The other possibility for style difference could be if, when dictating, Paul preferred using a different language (Hebrew?) and so the letter is more of a translation with the words chosen by the writer. Paul would no doubt check it over for approval. That would mean that when expositors remark that Paul purposefully chose a specific Greek word for its meaning, that someone else had actually selected it.
re specific Greek words, Im not so sure. Paul sometimes used unusual words, such as that often translated as ‘head’ with all the issues that has led to. I would imagine a Greek writer would have used more common words if it’s the sort of work they did every day.
Did Paul have sufficient Greek to converse with the Epicurean and Stoic philosophers and to preach at Areopogus? Acts 17.
Anyone with the Greek to write Romans or Corinthians can chat with Athenian Epicureans. Tarsus was a Greek-speaking city.
Hi James, yes Paul would have been fluent in Greek as you say being from Tarsus. I was wondering about preference. I knew a fellow Brit who when praying found it more satisfying to pray in French rather than English. It’s a novel idea I had to throw out there. Paul switched to Hebrew in Acts 22. I have wondered if he spoke in Hebrew when visiting the synagogues of Europe.
And could not Paul write the opening indicative, breathless and lengthy, single sentence doxology even, or more so, as a prisoner. Who else could? Or even contribute?
As one commentor puts it, ‘A sentence began in Eternity’ Ephesians 1:3-6
Dr Sinclair B. Ferguson
Paul had visited ( preaching first to the Jews there) and ministered at Ephesus, for two years. He knew the temple worship of Diana/Artemis there, its heavy cultural pressures on the believers, he called saints.
PC1, Would it have been an “issue” to Paul? Extremely doubtful.
Maybe there needs to a placement in the cultural context of Diana worship and the Judeo -Christian contrast set out in the indicatives of the first 3 chapters.
He reminds them of what they once were, but no longer are. (2:11).
The imperatives flow from the indicative. Everything he urges us to do (4:1ff) is dependant on everything God has already done (1:2ff). Our faithfulness is in response to God’s grace. (Ferguson – Let’s Study Ephesians)
Issue as in the treatment of women in the church, that is what I was referring to. I think the denial of leadership, preaching and teaching roles for women, the daughters of God, would have been important to Paul.
Yes, Peter, it is that specific thought, idea, that I was addressing, setting the scene. But this is yet another ‘what Paul really said moment’, not what we today think he ought, or meant to have said, read through todays cultural lens.
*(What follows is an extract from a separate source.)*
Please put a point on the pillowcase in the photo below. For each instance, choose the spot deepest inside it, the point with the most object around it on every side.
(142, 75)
And if I understand correctly you are not persuaded he, if it indeed was Paul, chose the right word (it may even have been someone else)?
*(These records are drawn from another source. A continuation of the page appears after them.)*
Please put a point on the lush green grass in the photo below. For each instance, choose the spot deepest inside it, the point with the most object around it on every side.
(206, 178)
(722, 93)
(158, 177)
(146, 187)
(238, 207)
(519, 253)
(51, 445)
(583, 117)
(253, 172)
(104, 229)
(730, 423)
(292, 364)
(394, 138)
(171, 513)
What remains is that the scripture is uncorrectable and it seems that the subtle, perhaps unacknowledged, influence of Historical/higher criticism and it offshoots, filters through, in continuity, in some schools of biblical scholarship in the questions of authorship.
No Im not saying Paul used the wrong word. Rather translators have not understood it properly and have mistranslated it to mean ‘head’ in the sense of having authority over etc. If you havent read Bartlett’s book, you should.